If \(f:\mathbb{R}^n\to\mathbb{R}^m\), then \[ J_{jk}=\frac{\partial f_j}{\partial x_k},\qquad J\in\mathbb{R}^{m\times n}. \]

It plays the same role for vector functions that the gradient plays for scalar functions. It is also the first-order term in Taylor linearization: \[ f(x+\Delta x)\approx f(x)+J\Delta x. \]

This linearization is the core engine of Newton’s method: solve \(f(x)=0\) by repeatedly solving a linearized system.

The Jacobian can be \(m\times n\) in general. In this lecture, we focus on the square \(n\times n\) case so Newton updates can be written with \(J^{-1}\).

Newton’s Method

Set \(f=\nabla F\). To find a stationary point, solve \[ f(x)=0\quad\Longleftrightarrow\quad f_1(x)=\cdots=f_n(x)=0. \]

At iteration \(k\), linearize around \(x_k\): \[ f(x_k)+J(x_k)\Delta x=0. \]

Use \(\Delta x=x_{k+1}-x_k\): \[ J(x_k)(x_{k+1}-x_k)=-f(x_k), \] so \[ x_{k+1}=x_k-J(x_k)^{-1}f(x_k). \]

Given \(f=\nabla F\), the Jacobian \(J(x_k)\) (first derivative of a first derivative) is exactly the Hessian \(H(x_k)\) of \(F\) (second-order derivative).

Example

Suppose \[ f(x)=x^2-9, \] so \(f(x)=0\) gives roots \(x=\pm 3\).

Newton update: \[ x_{k+1}=x_k-\frac{f(x_k)}{f'(x_k)} = x_k-\frac{x_k^2-9}{2x_k}. \]

As expected, the method converges quickly near \(3\) and \(-3\).

Quadratic Convergence

Newton’s method has quadratic convergence near a nondegenerate solution: \[ e_{k+1}\approx C e_k^2. \]

This is much faster than linear convergence from steepest descent. The reason is second-order curvature information (via the Hessian/Jacobian), so once the iterate enters the attraction region, correct digits can roughly double each step.

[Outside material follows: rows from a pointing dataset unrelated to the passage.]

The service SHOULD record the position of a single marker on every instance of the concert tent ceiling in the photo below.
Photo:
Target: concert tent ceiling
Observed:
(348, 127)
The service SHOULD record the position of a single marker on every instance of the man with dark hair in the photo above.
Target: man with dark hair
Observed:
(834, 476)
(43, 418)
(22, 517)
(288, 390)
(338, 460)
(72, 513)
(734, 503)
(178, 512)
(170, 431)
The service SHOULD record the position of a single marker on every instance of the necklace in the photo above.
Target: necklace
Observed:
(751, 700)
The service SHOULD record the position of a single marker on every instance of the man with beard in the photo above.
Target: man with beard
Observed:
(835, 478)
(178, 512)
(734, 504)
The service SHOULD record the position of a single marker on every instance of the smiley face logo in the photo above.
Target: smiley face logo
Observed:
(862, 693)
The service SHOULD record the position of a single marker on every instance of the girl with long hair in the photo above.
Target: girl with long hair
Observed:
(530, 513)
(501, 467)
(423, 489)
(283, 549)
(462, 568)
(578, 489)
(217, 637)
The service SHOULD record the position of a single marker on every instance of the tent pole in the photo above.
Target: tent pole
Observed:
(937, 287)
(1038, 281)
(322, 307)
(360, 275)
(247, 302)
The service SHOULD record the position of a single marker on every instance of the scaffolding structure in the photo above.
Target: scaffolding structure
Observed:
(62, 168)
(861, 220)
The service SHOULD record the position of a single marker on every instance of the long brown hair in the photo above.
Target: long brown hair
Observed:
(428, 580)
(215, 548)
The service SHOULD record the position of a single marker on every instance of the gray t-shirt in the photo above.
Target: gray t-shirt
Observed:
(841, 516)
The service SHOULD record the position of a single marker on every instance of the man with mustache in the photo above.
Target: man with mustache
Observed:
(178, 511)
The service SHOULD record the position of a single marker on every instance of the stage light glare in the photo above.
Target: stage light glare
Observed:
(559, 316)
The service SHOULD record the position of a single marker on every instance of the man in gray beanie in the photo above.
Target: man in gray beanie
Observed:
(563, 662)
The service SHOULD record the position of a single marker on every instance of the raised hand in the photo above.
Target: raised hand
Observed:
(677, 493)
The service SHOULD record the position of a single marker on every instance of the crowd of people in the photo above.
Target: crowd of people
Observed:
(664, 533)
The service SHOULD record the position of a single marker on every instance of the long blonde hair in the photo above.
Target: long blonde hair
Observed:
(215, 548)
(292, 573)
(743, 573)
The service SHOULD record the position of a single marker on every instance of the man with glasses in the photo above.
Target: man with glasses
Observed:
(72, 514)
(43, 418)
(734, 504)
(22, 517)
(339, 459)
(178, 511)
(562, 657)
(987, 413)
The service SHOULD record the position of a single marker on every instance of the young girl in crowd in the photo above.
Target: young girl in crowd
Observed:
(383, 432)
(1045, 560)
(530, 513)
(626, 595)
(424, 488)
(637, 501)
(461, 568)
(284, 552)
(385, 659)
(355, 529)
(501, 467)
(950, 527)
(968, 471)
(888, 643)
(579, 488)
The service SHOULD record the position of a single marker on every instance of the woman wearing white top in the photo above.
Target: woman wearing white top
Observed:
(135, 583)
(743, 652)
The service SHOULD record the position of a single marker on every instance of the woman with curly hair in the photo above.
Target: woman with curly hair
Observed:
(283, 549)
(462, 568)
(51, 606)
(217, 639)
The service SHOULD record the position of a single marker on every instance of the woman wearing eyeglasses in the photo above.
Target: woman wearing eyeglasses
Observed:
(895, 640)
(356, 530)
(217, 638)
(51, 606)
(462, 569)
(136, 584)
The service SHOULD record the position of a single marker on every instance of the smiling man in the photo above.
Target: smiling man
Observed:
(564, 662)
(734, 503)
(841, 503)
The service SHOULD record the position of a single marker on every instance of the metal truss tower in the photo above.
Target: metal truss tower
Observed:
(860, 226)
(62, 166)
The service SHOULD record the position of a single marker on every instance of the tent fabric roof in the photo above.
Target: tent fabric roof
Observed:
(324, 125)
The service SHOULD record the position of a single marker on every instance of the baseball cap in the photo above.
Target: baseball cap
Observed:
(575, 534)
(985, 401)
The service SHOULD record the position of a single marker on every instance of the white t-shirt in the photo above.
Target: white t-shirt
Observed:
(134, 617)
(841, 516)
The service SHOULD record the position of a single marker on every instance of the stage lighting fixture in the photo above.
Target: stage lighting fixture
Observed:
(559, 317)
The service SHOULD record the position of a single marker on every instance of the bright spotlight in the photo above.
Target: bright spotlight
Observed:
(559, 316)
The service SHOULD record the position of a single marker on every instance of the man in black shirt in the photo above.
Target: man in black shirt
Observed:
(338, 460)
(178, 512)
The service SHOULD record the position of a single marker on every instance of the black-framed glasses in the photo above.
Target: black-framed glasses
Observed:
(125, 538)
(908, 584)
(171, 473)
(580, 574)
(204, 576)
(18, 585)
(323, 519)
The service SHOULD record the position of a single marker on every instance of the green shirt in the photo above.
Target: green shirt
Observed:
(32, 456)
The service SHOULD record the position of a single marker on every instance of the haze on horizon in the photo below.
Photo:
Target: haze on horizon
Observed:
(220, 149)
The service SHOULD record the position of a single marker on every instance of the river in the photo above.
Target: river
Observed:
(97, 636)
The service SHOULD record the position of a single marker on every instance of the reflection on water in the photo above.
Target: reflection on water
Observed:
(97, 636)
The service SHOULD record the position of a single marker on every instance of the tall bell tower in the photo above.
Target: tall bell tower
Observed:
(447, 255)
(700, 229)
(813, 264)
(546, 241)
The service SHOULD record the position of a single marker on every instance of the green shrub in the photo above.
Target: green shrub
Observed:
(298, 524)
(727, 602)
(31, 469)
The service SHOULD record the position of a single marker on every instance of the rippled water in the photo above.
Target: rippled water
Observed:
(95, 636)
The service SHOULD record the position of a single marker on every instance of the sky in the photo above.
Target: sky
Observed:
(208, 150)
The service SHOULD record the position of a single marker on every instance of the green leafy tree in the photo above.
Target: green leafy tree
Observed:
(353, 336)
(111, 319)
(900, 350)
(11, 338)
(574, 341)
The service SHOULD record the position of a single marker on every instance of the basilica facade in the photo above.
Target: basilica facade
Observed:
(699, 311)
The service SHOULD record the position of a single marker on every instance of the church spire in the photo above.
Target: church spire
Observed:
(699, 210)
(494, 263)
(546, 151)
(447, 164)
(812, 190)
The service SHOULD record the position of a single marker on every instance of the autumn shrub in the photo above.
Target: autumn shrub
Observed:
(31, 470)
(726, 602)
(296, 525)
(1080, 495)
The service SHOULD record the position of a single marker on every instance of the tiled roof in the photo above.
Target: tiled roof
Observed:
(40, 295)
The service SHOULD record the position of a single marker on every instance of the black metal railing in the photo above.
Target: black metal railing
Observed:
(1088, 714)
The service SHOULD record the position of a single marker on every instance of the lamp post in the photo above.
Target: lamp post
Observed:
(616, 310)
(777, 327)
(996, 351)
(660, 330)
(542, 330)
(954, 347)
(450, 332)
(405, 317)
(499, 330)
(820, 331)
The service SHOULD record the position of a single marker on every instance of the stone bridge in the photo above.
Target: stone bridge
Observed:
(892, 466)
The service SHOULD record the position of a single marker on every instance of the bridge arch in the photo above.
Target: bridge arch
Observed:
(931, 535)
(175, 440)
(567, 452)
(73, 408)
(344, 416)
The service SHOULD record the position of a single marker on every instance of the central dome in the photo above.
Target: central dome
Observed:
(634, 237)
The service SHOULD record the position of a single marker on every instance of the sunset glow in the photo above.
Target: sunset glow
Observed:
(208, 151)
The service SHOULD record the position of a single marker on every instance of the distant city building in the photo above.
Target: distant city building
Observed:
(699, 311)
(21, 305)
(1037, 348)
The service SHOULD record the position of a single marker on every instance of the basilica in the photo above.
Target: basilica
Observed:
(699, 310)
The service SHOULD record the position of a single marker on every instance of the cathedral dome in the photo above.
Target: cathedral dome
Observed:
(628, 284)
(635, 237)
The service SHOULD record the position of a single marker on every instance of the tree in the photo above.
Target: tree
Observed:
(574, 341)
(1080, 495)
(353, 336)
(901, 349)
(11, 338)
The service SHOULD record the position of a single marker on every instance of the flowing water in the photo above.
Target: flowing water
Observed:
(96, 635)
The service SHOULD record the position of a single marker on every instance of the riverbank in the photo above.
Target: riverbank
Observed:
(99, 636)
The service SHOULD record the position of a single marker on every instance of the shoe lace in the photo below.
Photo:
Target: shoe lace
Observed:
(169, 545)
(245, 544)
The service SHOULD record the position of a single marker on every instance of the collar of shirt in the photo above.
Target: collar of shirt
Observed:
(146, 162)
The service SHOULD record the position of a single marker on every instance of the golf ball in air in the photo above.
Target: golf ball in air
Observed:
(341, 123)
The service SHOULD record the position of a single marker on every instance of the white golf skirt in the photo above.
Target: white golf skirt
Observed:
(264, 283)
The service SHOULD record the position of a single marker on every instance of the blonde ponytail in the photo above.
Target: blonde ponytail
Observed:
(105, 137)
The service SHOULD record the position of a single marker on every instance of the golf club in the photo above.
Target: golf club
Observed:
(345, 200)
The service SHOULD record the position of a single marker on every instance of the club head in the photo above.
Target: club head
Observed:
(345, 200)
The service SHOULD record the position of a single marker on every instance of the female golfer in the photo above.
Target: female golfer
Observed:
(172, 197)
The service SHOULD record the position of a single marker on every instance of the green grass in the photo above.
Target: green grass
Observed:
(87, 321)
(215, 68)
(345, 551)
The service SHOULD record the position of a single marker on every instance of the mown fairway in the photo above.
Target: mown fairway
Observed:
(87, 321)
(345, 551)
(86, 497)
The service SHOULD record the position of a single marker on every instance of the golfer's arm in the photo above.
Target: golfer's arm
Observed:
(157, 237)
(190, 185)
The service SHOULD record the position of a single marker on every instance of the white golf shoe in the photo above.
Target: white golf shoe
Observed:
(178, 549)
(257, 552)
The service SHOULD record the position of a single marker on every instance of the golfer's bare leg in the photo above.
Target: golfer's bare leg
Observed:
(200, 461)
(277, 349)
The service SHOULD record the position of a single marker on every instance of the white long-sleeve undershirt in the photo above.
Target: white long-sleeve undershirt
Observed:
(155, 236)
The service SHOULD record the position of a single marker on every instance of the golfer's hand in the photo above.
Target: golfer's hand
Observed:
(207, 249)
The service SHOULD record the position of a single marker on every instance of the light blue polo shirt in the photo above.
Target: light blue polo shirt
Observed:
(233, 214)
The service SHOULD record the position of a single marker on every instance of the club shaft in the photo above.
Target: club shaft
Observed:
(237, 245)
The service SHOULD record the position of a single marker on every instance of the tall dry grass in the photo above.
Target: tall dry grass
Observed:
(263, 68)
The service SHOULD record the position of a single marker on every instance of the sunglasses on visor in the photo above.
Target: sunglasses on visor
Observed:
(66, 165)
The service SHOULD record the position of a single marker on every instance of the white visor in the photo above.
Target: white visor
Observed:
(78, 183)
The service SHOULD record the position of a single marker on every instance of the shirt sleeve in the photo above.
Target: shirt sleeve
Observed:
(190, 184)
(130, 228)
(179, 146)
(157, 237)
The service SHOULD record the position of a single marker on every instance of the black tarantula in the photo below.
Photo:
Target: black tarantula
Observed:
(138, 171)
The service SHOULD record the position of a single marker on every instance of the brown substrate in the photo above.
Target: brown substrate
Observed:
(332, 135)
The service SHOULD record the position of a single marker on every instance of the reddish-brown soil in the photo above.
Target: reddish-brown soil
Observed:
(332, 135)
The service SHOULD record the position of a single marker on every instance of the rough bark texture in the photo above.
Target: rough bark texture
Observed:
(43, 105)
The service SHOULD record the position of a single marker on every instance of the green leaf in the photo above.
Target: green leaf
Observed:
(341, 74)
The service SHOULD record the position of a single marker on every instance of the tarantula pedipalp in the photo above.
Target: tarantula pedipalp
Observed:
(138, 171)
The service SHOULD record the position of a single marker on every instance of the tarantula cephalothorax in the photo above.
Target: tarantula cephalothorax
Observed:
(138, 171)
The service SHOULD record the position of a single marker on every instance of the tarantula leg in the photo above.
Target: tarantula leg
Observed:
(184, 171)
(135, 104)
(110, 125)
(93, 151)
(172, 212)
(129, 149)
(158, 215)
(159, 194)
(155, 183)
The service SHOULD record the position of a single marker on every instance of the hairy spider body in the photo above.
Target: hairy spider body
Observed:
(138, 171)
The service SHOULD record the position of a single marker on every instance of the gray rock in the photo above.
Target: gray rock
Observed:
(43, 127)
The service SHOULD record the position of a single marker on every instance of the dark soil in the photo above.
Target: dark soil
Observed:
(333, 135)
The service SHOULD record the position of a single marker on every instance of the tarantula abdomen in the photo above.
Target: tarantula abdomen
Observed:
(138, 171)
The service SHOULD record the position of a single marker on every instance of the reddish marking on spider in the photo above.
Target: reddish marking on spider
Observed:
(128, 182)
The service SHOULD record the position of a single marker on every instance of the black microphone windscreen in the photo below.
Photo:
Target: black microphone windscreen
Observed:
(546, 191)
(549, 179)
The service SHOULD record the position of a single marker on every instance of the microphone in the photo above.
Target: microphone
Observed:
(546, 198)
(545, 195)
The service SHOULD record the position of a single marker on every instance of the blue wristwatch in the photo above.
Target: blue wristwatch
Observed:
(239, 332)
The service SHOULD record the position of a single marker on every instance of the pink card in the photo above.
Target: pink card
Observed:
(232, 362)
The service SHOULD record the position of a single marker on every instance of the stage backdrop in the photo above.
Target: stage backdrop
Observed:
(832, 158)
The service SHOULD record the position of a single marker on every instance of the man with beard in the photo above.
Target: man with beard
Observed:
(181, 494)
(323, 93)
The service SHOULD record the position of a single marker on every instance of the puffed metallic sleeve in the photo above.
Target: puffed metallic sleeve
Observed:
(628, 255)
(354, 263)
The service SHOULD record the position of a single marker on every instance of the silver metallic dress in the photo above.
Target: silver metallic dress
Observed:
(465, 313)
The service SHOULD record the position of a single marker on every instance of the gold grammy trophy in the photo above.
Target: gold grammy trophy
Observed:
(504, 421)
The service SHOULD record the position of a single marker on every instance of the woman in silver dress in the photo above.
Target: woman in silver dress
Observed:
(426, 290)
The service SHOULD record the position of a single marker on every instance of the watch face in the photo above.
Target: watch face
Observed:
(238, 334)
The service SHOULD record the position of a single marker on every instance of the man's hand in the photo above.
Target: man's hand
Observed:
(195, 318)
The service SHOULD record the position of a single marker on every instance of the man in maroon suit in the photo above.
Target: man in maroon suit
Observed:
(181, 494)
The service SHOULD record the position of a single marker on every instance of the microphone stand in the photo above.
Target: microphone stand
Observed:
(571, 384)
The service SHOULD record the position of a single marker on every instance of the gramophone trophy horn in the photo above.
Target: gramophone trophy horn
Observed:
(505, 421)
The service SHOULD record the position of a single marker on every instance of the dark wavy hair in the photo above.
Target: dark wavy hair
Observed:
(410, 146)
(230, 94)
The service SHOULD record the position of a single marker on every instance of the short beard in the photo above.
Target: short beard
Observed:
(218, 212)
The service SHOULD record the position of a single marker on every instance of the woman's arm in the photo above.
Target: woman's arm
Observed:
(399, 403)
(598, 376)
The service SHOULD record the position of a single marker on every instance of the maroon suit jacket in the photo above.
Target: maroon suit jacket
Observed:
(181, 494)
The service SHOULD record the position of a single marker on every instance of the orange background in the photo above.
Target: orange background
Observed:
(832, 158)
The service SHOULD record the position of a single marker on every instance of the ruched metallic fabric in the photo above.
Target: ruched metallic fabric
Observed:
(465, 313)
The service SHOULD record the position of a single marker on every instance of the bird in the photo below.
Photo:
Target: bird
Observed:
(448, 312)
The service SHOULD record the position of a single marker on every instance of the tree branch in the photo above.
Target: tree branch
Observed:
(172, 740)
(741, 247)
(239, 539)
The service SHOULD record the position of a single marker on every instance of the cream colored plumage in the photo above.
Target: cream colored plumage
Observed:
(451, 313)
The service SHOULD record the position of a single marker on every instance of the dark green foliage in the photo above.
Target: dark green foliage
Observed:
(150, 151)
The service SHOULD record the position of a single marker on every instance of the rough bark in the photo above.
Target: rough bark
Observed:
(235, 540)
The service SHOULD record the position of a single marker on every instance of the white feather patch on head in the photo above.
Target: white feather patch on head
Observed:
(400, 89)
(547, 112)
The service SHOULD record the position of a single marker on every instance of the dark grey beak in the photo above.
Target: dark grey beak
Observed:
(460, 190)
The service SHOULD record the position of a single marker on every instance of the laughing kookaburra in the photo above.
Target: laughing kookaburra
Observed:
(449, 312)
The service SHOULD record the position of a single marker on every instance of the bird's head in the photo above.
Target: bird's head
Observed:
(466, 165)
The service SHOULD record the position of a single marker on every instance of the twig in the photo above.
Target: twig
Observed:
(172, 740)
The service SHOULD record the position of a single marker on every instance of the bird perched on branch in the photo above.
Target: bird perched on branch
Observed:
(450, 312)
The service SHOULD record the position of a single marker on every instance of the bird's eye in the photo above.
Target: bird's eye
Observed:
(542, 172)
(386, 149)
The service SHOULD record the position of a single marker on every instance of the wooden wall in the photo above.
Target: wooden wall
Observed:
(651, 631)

Newton iteration geometry / convergence intuition

Why don’t we use full Newton’s method in deep learning?

Although Newton’s method is theoretically fast, it has severe computation/storage bottlenecks for modern models because it depends on second-order derivatives.

For a model with only \(10^6\) parameters:

  • First-order gradient is a vector of size \(10^6\) (manageable).
  • Hessian is a \(10^6\times 10^6\) matrix with \(10^{12}\) entries (storage explosion).
  • Newton step requires solving/inverting Hessian systems; naive inversion scales as \(O(N^3)\) and is infeasible at this size.

So in practice, deep learning uses first-order methods (SGD/Adam) or approximate second-order variants.

Minimizing F

Steepest Descent

\[ x_{k+1}=x_k-s_k\nabla F(x_k), \] where \(s_k\) is step size (learning rate).

Steepest descent follows the negative gradient direction. Step size is critical: too large overshoots; too small converges slowly.

Newton’s Method

\[ x_{k+1}=x_k-H(x_k)^{-1}\nabla F(x_k). \]

Compared with steepest descent, Newton uses local curvature to adapt direction and scale.

Convexity

Convex set

A set \(C\) is convex if \[ x,y\in C,\ \forall\theta\in[0,1]\Longrightarrow\theta x+(1-\theta)y\in C. \]

Convex function

A function \(f\) is convex if \[ f(\theta x+(1-\theta)y)\le \theta f(x)+(1-\theta)f(y),\quad x,y\in\mathrm{dom}(f),\ \theta\in[0,1]. \]

Non-convex example: midpoint of two boundary points lies outside

From calculus, in 1D, \(f''(x)\ge 0\) implies convexity. In optimization, convexity gives the key guarantee: every local minimum is also a global minimum.


Takeaway. Hessian and Jacobian connect multivariable calculus to practical optimization: gradient methods use first-order information, Newton uses second-order curvature, and convexity tells us when local optimization gives globally correct answers.